One thing I noted is that these stable phases seem to happen especially often near or slightly below half the price of the previous ATH. However, if you look at the context, that's not always a good short-term sign.
Mid-2011: ATH ~$30, (relatively short) stable phase $14. (But afterwards, a crash to $2).
Second half of 2012: long stable phase around $15. (Afterwards: buildup to bullrun up to $260)
Mid-2013: first ATH ~$260, then a relatively stable phase ~$120-130. (Afterwards, a bullrun up to $1200)
End of 2015/early 2016: last ATH was ~$1200, long stable phase at $380-450. (Afterwards, a slow buildup to the rally of 2017)
and of course April to July 2020 at $9000-10000 (ATH before: ~$19500)
There are some significant "outliers", however:
First half of 2012: long stable phase at $5-6, at approximately 1/5 of the $30 ATH. (afterwards: slow buildup)
Mid-2015: long stable phase between $230-300, at approximately 1/5 of the $1200 ATH. (afterwards: slow buildup)
Mid-to-end 2018: long stable phase on $6000 (afterwards: crash to $3000).
Beginning of 2017: stable phase at ~$1500, slightly above the previous ATH of $1200 (afterwards: mother of all bubbles)
Beginning of 2019: stable phase slightly above the low of $3000 (about 1/6 of the ATH of $19500).

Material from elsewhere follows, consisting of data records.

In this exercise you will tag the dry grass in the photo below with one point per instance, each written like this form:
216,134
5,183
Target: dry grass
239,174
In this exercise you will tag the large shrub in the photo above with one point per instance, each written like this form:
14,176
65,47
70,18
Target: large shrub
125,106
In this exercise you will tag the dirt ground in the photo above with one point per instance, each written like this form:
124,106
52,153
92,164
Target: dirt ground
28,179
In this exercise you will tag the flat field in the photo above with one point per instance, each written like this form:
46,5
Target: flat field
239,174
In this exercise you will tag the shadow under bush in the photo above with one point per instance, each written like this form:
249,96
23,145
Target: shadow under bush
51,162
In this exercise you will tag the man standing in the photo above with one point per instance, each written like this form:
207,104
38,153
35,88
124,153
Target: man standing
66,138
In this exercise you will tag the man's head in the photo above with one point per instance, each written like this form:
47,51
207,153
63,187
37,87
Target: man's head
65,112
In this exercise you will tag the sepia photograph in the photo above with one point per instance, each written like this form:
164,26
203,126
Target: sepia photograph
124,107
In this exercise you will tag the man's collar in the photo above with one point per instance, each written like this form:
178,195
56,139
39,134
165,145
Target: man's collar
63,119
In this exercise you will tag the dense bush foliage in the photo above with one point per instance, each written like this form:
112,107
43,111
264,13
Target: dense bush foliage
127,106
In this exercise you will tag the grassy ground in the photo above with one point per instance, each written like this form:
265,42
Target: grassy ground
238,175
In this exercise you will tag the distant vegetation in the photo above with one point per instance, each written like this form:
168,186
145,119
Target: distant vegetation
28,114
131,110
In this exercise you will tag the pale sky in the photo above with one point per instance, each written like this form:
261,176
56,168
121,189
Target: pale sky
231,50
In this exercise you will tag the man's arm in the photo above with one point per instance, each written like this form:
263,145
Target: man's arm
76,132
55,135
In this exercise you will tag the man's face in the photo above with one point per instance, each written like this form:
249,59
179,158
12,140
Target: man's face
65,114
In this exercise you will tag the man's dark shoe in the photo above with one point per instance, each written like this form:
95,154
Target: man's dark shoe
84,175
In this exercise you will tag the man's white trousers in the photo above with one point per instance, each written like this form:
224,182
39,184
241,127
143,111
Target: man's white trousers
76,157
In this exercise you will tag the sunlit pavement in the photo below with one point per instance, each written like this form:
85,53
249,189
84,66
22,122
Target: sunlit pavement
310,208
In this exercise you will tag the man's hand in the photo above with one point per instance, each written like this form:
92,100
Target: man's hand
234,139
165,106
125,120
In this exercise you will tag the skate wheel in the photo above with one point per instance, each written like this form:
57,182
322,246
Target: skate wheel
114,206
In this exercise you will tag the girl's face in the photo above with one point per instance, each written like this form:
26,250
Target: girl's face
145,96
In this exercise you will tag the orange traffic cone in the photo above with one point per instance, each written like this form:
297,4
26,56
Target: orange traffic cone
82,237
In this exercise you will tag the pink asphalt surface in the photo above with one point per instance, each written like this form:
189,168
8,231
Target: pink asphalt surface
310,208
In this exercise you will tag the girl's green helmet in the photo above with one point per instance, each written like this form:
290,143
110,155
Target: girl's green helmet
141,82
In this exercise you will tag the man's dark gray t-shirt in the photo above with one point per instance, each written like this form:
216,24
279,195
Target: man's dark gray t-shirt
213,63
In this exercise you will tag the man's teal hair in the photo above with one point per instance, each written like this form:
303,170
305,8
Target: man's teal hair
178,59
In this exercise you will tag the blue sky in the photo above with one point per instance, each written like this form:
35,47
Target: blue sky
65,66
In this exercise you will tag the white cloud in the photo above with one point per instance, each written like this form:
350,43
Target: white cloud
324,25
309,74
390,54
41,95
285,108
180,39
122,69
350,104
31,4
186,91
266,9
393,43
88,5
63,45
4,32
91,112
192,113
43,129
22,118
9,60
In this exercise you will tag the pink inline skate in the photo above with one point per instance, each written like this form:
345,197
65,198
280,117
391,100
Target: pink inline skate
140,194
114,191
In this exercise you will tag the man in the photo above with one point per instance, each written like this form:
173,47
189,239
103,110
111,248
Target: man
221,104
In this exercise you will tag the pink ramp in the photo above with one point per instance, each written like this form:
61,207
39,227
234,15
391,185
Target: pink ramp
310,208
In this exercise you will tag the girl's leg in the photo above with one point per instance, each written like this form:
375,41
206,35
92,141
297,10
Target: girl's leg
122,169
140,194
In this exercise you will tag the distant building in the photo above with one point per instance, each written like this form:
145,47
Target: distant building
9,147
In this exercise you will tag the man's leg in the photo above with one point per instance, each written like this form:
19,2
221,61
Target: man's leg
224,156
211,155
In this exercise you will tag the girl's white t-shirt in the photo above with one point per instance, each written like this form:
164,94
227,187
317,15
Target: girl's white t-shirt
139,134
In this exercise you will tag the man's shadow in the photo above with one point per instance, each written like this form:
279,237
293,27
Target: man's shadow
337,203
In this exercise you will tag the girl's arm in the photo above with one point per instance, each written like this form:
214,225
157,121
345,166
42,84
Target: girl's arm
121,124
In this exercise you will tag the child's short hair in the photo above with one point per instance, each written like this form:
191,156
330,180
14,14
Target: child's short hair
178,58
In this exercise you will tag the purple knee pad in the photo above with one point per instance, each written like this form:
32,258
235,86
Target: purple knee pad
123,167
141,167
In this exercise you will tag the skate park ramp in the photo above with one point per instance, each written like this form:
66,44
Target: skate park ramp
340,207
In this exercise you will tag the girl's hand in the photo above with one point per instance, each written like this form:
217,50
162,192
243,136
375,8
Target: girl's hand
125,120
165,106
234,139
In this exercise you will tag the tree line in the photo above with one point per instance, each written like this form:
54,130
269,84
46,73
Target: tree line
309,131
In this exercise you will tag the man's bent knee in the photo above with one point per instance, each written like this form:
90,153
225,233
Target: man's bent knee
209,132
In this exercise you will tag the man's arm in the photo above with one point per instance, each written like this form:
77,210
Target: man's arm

We see that "around half the ATH price" is definitively a price region where stable phases occur relatively often. Three of the four previous ocurrences of this pattern led to bull runs afterwards. (This could be a psychological phenomenon: if the price afterwards goes up it will approximate the ATH, what may give more power to the rally).
Conclusion: The current stability could definitively be a bullish sign, but it's not sure.